STUDENT_TEST("check if isStoplightGreen() works") {
    stoplightColor = "red";
    EXPECT(isStoplightGreen(stoplightColor));
}

If your isStoplightGreen() function returns true only when passed "green," a correctly written program will always fail this test case. Instead, you would want to ask the question, "Does the function work when passed green?" or "Does the function return false when passed red?" Either of the tests below would be better designs to do this.

STUDENT_TEST("check if isStoplightGreen() works for green lights") {
    stoplightColor = "green";
    EXPECT(isStoplightGreen(stoplightColor));
}

STUDENT_TEST("check if isStoplightGreen() returns false when given red") {
    stoplightColor = "red";
    EXPECT(!isStoplightGreen(stoplightColor));
}

Both of these tests will pass for correctly written code. In short, make sure to design tests that pass rather than fail to demonstrate that your code is working.
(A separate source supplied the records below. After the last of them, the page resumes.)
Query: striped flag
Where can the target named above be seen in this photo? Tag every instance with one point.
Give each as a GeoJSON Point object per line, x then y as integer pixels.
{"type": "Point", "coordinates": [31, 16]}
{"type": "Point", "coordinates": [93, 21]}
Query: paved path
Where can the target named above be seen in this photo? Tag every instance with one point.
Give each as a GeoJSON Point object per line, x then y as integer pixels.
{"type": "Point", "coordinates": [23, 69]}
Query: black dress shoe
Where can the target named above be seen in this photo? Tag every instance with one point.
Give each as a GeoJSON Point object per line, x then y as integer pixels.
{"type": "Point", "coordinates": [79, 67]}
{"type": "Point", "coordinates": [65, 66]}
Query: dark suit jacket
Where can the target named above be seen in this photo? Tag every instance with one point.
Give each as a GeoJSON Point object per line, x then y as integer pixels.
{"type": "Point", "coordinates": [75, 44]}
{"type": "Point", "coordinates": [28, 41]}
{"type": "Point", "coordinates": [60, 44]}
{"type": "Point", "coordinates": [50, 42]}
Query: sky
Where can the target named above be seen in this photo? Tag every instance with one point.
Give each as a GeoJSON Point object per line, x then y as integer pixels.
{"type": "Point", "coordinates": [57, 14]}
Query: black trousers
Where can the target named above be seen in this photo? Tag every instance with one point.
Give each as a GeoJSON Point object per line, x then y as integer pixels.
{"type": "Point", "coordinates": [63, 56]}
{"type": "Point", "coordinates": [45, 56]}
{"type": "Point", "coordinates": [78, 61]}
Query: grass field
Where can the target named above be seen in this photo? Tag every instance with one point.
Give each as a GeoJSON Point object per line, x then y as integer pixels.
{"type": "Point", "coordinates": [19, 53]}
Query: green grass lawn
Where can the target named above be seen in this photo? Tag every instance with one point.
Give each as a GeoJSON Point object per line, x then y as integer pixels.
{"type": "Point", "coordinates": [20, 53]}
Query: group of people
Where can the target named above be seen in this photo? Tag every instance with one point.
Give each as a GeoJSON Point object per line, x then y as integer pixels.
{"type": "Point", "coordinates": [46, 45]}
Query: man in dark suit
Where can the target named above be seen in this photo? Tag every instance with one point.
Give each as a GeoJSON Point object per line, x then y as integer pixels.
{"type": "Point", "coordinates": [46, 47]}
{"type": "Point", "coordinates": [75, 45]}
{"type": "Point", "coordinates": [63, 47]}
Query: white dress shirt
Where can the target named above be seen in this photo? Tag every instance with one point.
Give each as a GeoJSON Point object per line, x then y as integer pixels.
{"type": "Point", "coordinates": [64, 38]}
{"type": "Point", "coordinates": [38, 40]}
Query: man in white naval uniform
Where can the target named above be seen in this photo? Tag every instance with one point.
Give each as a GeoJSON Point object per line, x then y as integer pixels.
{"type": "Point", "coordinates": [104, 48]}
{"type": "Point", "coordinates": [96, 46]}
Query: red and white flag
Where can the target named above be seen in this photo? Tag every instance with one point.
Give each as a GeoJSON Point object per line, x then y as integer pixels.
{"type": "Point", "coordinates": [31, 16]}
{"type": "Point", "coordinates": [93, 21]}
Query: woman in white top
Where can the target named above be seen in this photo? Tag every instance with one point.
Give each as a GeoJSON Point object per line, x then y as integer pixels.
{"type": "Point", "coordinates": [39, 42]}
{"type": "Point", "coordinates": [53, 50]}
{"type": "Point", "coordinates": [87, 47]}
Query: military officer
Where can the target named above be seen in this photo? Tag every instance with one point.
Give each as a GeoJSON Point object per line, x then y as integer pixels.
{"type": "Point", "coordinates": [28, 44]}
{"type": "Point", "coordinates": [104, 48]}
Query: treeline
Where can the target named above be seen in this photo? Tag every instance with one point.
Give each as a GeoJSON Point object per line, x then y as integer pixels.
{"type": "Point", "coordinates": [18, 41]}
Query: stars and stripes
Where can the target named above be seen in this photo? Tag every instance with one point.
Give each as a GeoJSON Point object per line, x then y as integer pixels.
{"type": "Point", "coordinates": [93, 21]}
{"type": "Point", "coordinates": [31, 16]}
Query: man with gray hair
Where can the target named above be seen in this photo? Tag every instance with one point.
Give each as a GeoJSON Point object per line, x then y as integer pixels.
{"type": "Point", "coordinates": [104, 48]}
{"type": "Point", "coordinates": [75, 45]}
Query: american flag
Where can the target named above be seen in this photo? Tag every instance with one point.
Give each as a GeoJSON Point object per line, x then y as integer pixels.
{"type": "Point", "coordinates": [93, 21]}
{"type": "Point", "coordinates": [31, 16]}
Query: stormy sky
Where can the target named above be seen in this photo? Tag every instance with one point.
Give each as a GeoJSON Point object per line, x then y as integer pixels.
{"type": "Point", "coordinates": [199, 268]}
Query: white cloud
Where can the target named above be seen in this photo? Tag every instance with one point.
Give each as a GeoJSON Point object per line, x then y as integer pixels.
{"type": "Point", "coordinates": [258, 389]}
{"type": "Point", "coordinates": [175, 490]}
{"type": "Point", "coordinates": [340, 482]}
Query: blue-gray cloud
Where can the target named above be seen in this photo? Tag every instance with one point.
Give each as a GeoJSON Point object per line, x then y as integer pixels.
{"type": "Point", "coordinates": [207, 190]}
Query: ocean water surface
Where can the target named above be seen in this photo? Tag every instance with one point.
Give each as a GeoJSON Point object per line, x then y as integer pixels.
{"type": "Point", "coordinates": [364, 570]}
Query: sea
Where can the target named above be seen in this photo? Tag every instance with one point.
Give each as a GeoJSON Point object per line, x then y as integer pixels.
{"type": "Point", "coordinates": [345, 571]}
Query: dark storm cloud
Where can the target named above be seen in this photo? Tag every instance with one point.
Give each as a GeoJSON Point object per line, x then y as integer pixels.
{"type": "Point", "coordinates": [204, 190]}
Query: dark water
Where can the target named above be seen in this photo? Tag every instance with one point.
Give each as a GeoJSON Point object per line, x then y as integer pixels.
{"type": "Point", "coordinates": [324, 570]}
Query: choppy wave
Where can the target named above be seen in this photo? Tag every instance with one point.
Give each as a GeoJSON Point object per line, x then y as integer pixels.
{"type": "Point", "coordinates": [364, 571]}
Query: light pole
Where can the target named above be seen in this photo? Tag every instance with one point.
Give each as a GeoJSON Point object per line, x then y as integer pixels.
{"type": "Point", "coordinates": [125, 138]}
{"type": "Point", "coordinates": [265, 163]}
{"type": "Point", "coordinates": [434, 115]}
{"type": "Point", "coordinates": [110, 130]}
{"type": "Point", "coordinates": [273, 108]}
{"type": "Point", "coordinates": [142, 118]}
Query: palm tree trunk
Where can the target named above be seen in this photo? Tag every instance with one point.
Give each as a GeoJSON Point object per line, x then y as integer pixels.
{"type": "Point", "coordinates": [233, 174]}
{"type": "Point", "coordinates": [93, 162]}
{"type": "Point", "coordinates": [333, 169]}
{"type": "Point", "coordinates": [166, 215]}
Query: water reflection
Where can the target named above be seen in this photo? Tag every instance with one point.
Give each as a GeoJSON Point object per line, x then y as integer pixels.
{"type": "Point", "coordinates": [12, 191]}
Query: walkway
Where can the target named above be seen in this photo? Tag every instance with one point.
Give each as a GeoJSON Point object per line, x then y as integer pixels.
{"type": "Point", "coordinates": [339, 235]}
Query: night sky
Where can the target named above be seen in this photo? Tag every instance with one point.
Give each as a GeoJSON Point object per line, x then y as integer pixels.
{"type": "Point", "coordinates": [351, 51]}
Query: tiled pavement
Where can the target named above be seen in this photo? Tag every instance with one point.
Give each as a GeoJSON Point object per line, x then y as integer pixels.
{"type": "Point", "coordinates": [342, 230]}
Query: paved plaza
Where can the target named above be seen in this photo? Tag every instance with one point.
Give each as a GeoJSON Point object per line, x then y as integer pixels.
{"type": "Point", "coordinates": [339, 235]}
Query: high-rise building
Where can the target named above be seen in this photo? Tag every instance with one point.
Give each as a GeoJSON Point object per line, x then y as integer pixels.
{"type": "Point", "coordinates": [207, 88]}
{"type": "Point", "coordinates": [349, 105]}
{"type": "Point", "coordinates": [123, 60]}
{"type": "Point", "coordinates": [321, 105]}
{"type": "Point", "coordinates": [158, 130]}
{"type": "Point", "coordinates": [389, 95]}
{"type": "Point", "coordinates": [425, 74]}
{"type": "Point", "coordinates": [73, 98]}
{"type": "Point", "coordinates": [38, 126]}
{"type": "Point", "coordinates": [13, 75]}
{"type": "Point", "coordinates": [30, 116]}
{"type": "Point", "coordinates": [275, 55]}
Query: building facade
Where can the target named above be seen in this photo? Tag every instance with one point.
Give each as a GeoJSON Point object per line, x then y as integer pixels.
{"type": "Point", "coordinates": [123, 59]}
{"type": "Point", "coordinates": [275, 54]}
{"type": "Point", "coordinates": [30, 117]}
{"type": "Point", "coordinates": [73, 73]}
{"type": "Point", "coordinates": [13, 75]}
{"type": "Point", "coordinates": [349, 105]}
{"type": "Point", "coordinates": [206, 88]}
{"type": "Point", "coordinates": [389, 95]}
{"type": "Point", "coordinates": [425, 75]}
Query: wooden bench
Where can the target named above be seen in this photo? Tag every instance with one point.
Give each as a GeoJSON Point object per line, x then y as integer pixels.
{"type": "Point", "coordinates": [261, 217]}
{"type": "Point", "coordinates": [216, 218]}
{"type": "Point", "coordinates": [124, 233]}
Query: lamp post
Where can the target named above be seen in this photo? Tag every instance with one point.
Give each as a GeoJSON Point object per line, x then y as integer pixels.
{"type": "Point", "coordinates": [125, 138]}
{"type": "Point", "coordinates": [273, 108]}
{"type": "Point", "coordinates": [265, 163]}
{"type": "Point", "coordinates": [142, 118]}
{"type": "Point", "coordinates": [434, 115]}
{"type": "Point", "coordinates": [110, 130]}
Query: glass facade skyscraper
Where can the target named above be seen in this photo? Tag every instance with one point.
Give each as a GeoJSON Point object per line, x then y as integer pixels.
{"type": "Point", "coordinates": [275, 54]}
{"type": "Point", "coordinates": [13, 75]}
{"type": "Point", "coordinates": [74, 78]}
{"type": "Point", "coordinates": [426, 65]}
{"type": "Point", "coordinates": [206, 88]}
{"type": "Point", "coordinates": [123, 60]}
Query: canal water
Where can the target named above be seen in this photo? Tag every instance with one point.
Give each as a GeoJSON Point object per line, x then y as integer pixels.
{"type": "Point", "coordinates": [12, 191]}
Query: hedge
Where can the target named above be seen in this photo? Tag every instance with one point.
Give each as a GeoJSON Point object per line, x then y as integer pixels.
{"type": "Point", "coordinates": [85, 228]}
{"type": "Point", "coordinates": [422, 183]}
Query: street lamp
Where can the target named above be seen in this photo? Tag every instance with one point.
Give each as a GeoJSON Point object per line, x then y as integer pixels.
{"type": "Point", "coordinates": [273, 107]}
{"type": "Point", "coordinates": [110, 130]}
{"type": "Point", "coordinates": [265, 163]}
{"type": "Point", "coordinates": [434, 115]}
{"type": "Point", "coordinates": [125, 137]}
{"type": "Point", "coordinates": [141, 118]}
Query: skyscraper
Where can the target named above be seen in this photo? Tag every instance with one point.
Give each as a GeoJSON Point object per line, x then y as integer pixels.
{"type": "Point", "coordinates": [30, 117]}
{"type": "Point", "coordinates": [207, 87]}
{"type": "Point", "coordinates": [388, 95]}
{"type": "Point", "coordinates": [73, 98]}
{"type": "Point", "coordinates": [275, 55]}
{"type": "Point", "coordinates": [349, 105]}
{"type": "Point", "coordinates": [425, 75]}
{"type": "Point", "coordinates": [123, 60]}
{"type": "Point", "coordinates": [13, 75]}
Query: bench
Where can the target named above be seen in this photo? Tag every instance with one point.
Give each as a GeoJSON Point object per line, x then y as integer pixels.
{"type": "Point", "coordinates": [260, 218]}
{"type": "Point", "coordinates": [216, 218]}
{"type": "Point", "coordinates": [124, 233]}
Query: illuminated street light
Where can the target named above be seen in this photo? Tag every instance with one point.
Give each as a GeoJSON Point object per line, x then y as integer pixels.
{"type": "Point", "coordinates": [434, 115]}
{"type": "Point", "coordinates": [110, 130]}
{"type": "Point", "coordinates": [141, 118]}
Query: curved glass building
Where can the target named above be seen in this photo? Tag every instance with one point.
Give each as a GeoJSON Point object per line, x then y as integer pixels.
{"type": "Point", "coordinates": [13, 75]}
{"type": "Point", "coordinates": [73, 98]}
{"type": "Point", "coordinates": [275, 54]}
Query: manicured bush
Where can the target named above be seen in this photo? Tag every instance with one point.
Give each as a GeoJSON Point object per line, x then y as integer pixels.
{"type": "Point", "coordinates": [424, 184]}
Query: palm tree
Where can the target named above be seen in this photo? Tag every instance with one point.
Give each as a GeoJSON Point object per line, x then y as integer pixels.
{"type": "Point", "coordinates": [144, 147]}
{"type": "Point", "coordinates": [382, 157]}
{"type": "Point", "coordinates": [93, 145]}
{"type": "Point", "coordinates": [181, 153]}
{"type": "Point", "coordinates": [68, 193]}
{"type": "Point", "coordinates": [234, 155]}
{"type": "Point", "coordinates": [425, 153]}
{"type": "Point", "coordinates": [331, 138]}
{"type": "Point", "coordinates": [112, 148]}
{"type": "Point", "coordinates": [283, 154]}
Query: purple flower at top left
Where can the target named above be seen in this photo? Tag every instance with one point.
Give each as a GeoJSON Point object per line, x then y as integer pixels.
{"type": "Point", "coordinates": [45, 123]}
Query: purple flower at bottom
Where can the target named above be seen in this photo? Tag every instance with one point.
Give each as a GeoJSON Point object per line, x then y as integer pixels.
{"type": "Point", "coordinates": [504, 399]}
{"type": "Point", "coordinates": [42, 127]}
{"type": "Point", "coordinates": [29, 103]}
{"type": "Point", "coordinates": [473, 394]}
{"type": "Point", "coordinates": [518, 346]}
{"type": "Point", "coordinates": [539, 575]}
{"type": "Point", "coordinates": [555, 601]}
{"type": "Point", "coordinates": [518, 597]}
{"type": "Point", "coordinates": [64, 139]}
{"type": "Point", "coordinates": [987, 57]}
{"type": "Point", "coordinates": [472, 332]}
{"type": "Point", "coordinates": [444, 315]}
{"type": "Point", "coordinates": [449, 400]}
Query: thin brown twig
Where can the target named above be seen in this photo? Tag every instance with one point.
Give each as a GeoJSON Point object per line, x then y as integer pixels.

The font/sizes/colors in the Simple Test result window are not pleasing to me. Can I customize the display?

Yes! Look in the Qt project browser under Other files->testing for a file named styles.css. This file is the CSS stylesheet for the Simple Test window. Edit this file to change the display styles. Each project has its own copy of the stylesheet. Copy the edited stylesheet from this project into a new project to carry those customizations forward.